Drinking alone, on the other hand, is a much more pure and forthright form of imbibing, and I say that because it focuses entirely on the simple act of putting alcohol into your bloodstream. It tosses aside all the half-hearted pretensions about merely using alcohol as a social tool. It gets down to what drinking is all about: getting loaded, and by doing that, getting down to the inner you. The inner joy, the inner madness, the subconscious you, the real you.
And a few years ago, Esquire magazine published suggestions on How to Drink Alone, which included some I agree with — ignore the television, look up often and read, don’t pretend to read — but also some I do not — don’t eat or that it’s never about being happy. Still, I love that they not only have no problem with drinking alone, but positively celebrate it. I think that’s how it should be. No one should tell another person or society as a whole that something that may be a problem for a minority of people should be avoided by everybody on the off chance that they can’t handle it. It would be like making red meat illegal because some people insist on eating too much of it and develop a heart condition. It sounds absurd when applied to almost everything else, but no ones questions it when it’s alcohol because neo-prohibitionists have dones such a good job of painting alcohol with the broad brush of danger. At the same time, they both ignore and insist that there is nothing positive about drinking alcohol, despite common sense and the obvious error of that position.

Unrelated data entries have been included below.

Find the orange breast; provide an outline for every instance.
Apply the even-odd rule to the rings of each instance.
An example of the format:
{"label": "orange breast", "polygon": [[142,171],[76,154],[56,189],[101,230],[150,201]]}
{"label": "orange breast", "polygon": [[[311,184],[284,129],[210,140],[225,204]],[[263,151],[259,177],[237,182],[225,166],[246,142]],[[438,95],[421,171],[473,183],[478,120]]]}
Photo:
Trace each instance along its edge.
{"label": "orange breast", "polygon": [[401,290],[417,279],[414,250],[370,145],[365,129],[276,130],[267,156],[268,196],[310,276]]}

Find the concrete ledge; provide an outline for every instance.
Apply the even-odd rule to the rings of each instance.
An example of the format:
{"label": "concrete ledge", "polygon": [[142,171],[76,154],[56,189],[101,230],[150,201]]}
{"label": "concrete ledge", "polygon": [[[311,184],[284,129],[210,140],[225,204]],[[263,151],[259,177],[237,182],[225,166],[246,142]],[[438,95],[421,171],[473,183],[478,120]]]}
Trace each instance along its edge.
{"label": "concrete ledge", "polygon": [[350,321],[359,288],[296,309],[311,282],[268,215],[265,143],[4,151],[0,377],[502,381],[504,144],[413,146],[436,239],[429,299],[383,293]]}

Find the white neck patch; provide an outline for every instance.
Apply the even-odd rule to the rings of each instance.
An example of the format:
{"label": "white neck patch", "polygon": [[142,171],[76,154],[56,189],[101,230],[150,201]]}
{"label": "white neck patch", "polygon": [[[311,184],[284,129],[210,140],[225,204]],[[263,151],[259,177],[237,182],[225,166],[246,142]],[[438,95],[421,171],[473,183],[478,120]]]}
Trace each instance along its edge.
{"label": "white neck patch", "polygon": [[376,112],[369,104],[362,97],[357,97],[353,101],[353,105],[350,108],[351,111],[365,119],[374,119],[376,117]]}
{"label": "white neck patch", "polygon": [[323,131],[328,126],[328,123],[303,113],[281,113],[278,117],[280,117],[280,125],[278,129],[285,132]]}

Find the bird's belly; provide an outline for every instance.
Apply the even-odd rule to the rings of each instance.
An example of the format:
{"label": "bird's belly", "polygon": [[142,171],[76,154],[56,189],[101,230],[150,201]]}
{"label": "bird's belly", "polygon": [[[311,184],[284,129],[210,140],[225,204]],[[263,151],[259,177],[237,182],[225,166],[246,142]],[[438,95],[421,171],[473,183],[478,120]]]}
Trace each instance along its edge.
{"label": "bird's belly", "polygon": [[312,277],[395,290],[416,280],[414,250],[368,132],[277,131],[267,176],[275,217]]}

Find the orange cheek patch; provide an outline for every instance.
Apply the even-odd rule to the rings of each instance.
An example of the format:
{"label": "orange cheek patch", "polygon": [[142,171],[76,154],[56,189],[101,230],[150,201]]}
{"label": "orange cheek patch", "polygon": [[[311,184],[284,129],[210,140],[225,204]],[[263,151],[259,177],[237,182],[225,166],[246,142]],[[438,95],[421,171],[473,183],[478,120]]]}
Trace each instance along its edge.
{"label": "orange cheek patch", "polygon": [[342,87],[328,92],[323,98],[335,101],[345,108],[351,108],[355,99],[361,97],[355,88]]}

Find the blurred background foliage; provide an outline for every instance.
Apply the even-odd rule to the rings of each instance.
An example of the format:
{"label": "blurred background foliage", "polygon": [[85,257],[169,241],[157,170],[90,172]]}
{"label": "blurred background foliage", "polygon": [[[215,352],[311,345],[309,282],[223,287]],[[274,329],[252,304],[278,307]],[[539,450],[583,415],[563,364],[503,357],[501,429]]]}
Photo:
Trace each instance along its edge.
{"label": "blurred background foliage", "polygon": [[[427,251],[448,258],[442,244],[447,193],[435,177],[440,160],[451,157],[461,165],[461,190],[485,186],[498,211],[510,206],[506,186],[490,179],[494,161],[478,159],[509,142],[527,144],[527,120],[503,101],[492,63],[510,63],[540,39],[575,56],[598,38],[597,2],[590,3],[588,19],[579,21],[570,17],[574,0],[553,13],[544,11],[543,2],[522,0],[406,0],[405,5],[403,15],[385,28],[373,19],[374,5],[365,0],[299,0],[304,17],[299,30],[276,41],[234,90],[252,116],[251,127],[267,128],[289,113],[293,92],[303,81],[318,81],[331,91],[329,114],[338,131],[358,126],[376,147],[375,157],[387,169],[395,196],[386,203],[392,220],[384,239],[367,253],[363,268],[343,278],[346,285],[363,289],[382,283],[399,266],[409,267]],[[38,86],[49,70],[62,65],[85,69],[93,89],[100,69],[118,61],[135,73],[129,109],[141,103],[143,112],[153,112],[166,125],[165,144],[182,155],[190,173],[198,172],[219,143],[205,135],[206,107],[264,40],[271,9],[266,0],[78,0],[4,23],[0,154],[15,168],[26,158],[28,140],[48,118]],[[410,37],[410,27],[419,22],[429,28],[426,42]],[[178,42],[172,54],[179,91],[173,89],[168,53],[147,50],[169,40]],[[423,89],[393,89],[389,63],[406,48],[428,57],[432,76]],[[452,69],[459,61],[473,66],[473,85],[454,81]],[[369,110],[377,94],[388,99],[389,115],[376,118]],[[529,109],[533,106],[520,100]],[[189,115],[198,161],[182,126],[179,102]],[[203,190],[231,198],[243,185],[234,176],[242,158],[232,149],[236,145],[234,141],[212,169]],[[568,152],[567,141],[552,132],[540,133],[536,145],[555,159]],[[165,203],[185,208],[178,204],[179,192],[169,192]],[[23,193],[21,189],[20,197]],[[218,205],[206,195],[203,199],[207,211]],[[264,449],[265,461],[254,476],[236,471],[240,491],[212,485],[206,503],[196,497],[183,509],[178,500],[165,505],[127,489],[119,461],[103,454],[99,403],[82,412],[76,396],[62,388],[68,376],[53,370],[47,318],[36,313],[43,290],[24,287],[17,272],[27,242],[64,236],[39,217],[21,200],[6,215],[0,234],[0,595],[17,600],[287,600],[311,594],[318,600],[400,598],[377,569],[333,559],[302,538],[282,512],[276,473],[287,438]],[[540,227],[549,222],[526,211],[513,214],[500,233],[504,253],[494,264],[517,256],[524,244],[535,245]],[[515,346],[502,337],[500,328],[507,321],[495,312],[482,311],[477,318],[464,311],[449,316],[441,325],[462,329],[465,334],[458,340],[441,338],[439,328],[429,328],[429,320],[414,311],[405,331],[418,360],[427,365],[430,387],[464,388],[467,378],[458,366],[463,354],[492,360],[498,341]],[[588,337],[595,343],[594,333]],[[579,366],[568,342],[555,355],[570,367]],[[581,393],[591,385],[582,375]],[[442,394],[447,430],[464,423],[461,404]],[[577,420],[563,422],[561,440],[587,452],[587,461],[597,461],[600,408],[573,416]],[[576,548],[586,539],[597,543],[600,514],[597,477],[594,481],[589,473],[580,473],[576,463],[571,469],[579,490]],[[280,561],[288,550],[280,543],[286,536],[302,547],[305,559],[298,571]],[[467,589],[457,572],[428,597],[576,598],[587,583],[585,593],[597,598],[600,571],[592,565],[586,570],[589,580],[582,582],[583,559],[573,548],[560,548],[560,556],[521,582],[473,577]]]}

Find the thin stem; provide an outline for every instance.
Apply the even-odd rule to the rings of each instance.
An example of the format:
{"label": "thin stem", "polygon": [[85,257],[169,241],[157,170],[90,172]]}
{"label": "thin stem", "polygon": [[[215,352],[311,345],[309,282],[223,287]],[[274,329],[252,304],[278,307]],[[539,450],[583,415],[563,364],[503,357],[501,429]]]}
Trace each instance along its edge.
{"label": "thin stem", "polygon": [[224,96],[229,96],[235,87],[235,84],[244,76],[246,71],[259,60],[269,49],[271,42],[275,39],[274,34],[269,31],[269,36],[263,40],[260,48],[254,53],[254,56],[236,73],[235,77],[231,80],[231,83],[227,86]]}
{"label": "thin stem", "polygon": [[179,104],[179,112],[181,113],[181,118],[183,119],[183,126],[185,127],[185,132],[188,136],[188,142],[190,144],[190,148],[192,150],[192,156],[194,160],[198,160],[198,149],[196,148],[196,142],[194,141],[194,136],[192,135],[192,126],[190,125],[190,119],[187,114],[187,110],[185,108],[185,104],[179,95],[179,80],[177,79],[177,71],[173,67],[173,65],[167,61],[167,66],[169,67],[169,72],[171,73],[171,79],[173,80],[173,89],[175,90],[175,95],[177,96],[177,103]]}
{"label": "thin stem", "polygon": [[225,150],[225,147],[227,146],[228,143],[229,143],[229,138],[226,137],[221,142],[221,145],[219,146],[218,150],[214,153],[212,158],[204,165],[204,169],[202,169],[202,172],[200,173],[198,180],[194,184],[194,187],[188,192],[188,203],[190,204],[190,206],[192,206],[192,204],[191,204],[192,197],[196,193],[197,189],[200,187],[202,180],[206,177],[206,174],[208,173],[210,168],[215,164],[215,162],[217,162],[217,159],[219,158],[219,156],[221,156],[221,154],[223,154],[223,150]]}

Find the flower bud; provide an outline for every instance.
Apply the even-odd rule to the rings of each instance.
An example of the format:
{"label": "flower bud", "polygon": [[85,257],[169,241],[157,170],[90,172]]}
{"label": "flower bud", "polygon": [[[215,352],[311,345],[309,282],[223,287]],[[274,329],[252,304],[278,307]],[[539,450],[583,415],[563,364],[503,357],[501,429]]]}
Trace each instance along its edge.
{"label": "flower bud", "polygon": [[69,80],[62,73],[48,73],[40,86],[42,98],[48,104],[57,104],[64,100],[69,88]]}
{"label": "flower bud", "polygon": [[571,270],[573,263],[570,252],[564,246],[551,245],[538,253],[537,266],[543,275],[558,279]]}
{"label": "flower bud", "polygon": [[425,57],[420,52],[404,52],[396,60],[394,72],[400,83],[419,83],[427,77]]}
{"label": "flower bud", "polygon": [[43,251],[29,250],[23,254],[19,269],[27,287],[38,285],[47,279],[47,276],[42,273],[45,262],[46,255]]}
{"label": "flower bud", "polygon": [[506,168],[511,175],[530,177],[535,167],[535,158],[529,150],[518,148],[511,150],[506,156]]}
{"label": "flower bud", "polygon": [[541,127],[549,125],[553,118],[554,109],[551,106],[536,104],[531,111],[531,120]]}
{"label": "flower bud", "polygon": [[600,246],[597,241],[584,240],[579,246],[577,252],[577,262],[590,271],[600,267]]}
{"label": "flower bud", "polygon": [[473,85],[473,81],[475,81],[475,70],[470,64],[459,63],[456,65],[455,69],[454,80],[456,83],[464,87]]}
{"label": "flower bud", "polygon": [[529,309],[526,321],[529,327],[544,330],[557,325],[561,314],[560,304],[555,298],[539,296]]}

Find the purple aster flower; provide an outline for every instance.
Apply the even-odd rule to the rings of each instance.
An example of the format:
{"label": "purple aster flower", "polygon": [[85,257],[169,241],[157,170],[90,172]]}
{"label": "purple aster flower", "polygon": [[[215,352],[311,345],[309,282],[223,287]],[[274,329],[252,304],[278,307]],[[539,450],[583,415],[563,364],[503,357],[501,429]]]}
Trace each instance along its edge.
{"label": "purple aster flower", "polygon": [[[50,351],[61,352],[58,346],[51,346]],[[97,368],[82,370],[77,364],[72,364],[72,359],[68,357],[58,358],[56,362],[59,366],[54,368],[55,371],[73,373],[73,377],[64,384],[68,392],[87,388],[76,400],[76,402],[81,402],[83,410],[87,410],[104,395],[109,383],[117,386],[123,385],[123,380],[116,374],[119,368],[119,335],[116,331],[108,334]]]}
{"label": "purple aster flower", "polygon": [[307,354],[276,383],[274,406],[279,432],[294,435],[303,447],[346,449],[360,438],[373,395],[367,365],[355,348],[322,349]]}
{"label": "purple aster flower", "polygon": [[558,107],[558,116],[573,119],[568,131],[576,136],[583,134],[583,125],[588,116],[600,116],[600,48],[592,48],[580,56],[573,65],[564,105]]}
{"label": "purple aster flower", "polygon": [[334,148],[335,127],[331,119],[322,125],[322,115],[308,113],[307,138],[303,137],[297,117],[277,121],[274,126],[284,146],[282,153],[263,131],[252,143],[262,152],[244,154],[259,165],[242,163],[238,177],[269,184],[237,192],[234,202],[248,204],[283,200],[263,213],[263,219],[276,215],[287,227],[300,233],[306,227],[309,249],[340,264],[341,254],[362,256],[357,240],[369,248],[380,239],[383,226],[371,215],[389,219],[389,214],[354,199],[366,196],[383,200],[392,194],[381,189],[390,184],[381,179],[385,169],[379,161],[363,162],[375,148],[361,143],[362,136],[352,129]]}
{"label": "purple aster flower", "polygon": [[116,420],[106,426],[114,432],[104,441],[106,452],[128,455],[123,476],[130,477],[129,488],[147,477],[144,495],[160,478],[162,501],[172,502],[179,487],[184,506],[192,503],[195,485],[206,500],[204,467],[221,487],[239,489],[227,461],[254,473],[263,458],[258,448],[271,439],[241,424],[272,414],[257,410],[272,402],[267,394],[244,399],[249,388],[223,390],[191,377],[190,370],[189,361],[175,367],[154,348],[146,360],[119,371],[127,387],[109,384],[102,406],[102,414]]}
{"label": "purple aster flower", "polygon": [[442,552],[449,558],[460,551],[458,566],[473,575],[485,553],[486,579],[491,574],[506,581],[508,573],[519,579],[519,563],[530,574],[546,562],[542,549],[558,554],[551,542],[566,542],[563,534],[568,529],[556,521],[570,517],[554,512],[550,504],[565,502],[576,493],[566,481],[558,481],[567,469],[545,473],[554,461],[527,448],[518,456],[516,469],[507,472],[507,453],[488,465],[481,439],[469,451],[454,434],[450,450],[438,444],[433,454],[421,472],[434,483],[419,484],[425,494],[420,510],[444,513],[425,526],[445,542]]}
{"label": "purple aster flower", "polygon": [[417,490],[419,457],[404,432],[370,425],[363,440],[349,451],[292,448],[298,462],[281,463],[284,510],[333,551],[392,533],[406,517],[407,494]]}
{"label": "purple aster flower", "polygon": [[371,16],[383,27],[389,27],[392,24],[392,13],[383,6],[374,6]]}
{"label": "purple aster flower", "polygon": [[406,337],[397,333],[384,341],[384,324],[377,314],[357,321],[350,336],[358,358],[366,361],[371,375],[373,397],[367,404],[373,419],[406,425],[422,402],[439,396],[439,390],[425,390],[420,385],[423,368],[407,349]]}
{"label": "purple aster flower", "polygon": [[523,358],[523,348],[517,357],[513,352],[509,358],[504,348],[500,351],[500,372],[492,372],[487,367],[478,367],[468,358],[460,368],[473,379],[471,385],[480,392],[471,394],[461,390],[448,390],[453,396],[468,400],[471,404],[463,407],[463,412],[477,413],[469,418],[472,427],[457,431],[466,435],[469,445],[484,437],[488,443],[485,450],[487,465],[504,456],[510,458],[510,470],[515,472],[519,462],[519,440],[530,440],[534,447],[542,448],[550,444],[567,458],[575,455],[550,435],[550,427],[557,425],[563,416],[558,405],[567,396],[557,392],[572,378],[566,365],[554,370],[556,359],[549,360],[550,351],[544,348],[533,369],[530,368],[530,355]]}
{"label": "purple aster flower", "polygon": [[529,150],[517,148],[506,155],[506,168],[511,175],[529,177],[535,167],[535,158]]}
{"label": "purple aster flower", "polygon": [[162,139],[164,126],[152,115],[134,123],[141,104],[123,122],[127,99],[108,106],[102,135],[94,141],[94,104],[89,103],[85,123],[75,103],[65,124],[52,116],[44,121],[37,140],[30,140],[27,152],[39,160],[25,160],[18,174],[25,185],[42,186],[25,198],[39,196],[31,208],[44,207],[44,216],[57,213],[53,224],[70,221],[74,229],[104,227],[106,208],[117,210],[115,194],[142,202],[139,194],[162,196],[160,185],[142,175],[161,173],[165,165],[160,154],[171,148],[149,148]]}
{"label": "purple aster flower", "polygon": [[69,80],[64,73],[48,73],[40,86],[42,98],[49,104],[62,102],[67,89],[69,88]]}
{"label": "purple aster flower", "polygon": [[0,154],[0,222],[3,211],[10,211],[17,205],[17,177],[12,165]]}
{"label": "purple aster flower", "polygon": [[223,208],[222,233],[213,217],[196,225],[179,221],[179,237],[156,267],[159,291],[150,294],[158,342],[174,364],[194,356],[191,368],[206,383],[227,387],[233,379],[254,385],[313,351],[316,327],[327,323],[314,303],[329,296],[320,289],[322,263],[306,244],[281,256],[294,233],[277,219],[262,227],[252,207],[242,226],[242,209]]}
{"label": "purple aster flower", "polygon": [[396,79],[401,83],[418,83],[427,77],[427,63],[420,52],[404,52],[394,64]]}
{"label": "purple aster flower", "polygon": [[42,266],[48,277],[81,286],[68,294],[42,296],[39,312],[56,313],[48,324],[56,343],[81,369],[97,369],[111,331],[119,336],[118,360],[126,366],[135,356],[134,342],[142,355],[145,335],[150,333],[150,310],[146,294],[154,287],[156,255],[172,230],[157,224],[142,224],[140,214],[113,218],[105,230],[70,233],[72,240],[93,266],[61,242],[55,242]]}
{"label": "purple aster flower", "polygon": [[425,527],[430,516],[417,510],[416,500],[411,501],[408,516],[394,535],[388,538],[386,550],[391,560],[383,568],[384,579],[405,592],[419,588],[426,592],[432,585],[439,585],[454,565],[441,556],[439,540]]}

That people enjoy alcohol for a myriad of reasons and that most can continue to enjoy it as responsible adults should, it seems to me, be so obvious that it shouldn’t even have to be mentioned. But as long as there are people who fear it and believe it is the ruin of everything good in the world, I guess we have to keep reminding them that their position is not true for everyone; it’s not even true for most people. Most of us can have a drink alone for the best of reasons and not fall into a ruinous life. That we should wonder if that’s okay is perhaps the unkindest cut of all; proof positive that the anti-alcohol wingnuts are winning the war. They’ve obviously been allowed to frame the argument in their terms, because the question really should be why should we even have to ask if we can drink alone. If we can, we can. Now go away, I have a beer to finish and I want to be alone.